Is it true that vaping carries a risk of oral cancer?
E-cigarette aerosol contains a mixture of substances linked to cancer, including nitrosamines, toxic gases and metals
For almost two decades, electronic cigarettes were sold as the “clean” alternative to tobacco: without combustion, without tar, without the characteristic smell of the traditional cigarette. But the latest scientific evidence calls that promise into question, at least when it comes to oral health.
A scientific review published on June 21, 2026 in the journal Carcinogenesis, led by researchers at the University of New South Wales (UNSW Sydney) in Australia, concluded that electronic cigarettes with nicotine probably cause lung and oral cavity cancer.
The work, led by Associate Professor Bernard Stewart, brought together researchers from the University of Queensland, Flinders University, the University of Sydney and several Australian hospitals, combining the views of pharmacists, epidemiologists, thoracic surgeons and public health specialists.
According to Dentistry IQ, Stewart himself noted that, to his team's knowledge, this is the most definitive determination yet that those who vape have a higher risk of cancer than those who do not.
Why were there no certainties until now?
The main reason is time. Vaping has only been available for about twenty years, so there are still no long-term epidemiological data comparable to those that exist for tobacco, which has been studied for a century. That lack of historical perspective had turned medical advice on the risks of vaping into a gray area, further complicated by the fact that many users adopted it as a method to quit smoking.
In the absence of decades of population monitoring, researchers turned to another type of evidence: the analysis of carcinogenic compounds present in the liquids and aerosols of vapers. The aerosol from electronic cigarettes contains a mixture of substances linked to cancer, including nitrosamines, toxic gases and metals that are released from the device itself.
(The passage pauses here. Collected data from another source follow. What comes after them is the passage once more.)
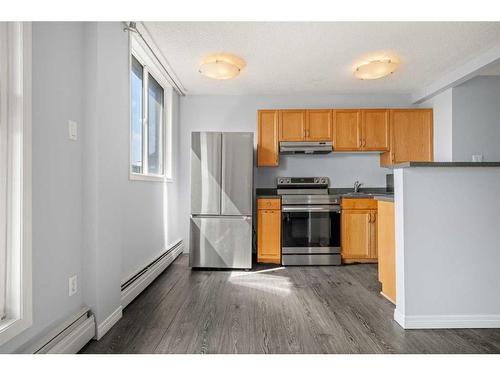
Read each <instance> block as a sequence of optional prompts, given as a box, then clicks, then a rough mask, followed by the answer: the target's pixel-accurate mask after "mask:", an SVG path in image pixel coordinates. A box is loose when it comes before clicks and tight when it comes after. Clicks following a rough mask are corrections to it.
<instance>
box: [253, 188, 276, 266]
mask: <svg viewBox="0 0 500 375" xmlns="http://www.w3.org/2000/svg"><path fill="white" fill-rule="evenodd" d="M257 208H258V210H257V211H258V214H257V262H259V263H275V264H281V201H280V199H279V198H272V199H267V198H266V199H264V198H259V199H257Z"/></svg>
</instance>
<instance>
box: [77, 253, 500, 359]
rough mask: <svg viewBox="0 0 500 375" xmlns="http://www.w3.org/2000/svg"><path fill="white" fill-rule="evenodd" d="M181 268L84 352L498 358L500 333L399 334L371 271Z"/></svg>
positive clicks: (390, 303)
mask: <svg viewBox="0 0 500 375" xmlns="http://www.w3.org/2000/svg"><path fill="white" fill-rule="evenodd" d="M187 263H188V257H187V256H186V255H181V256H180V257H179V258H178V259H177V260H176V261H175V262H174V263H173V264H172V265H171V266H170V267H169V268H168V269H167V270H166V271H165V272H164V273H163V274H162V275H160V276H159V277H158V278H157V280H156V281H155V282H154V283H152V284H151V285H150V286H149V287H148V288H147V289H146V290H145V291H144V292H143V293H142V294H141V295H140V296H139V297H138V298H137V299H136V300H135V301H133V302H132V303H131V304H130V305H129V306H128V307H127V308H126V309H125V310H124V313H123V318H122V319H121V320H120V321H119V322H118V323H117V324H116V325H115V326H114V327H113V328H112V329H111V330H110V331H109V332H108V333H107V334H106V335H105V336H104V337H103V338H102V339H101V340H100V341H92V342H91V343H89V344H88V345H87V346H86V347H85V348H83V349H82V351H81V353H500V329H447V330H407V331H405V330H403V329H402V328H401V327H400V326H399V325H398V324H397V323H396V322H395V321H394V320H393V312H394V306H393V305H392V304H391V303H390V302H388V301H387V300H385V299H384V298H383V297H382V296H380V294H379V284H378V281H377V267H376V265H369V264H355V265H348V266H342V267H288V268H282V267H264V266H257V267H255V268H254V269H253V270H252V271H249V272H244V271H191V270H190V268H189V267H188V265H187Z"/></svg>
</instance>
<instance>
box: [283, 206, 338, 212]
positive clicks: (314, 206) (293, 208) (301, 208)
mask: <svg viewBox="0 0 500 375" xmlns="http://www.w3.org/2000/svg"><path fill="white" fill-rule="evenodd" d="M281 210H282V211H283V212H340V207H339V206H333V205H314V206H283V207H282V208H281Z"/></svg>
What happens inside the body
The damage, according to this review, does not appear out of nowhere or suddenly. It occurs at the cellular level, where DNA damage, oxidative stress and inflammation silently accumulate long before any visible symptoms arise. This process? slow, cumulative and invisible in its first phases? It's part of what explains why detecting the link to cancer required so much observation time.
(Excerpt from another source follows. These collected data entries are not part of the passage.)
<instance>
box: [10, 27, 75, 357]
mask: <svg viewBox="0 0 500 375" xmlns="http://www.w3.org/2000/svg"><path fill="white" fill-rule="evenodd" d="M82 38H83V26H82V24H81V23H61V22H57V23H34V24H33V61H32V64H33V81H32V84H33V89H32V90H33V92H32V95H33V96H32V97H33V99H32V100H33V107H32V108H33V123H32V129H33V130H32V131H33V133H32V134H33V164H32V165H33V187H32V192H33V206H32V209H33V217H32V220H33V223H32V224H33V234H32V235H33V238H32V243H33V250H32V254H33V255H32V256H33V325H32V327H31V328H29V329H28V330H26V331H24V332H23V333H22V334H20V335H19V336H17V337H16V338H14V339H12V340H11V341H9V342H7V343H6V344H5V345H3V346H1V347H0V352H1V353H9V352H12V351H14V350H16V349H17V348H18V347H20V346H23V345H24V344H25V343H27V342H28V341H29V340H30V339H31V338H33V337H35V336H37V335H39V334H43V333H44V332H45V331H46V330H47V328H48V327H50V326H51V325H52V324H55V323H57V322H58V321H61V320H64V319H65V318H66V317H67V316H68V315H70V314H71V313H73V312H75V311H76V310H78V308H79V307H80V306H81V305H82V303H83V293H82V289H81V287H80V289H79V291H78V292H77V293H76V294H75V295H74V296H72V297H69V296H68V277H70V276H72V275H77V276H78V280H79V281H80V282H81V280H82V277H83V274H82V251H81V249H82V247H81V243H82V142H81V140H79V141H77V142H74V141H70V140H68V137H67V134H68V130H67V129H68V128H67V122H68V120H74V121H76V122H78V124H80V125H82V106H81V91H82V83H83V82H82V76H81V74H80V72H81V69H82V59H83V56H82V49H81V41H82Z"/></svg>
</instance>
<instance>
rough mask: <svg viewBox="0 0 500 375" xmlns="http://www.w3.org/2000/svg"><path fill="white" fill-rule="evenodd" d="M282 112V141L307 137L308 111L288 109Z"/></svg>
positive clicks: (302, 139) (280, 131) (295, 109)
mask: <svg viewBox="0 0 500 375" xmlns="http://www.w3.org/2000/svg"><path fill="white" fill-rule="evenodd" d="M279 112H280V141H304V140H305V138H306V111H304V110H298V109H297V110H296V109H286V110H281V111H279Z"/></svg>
An additional piece of information is of particular concern to specialists: combining the consumption of traditional cigarettes with vaping does not reduce harm, but rather considerably increases the risk of lung cancer, denying the idea that alternating both habits can work as a harm reduction.
It is not the first alarm signal
This 2026 revision does not appear in isolation. Previous studies had already identified worrying signs, although with a lower degree of certainty. An investigation from 2023 on oral epithelial damage in vape users, and another from 2024 focused on whether electronic cigarettes represent a safe alternative against oral cancer, had been pointing in the same direction without reaching such conclusive conclusions. A systematic review published in early 2025 in Oral Medicine also identified cellular damage, genetic instability, and mucosal lesions associated with vaping, although it acknowledged that the safety of long-term use remained unknown.
Added to this is a contextual fact that worries oncologists: lip and oral cavity cancers already represent a growing health burden worldwide, with more than 400,000 new cases documented in 2021 and mortality that has doubled since 1990, according to the Global Burden of Disease. Although this increase is mainly explained by tobacco, alcohol and chewing tobacco, the emergence of vaping as an additional factor is precisely what the new review puts on the table.
background message
Beyond methodological nuances, the scientific consensus has clearly moved in one direction: from initial uncertainty toward well-founded concern. Vaping is no longer presented as a harmless alternative and is now being studied, with increasing evidence, as a real risk factor for oral and lung cancer, especially among those who combine it with traditional tobacco or maintain the habit for years.
For oral health professionals, the recommendation is clear: any persistent lesions in the mouth, gums or tongue in a person who vapes should be evaluated without assuming that the product is “safer” than traditional cigarettes.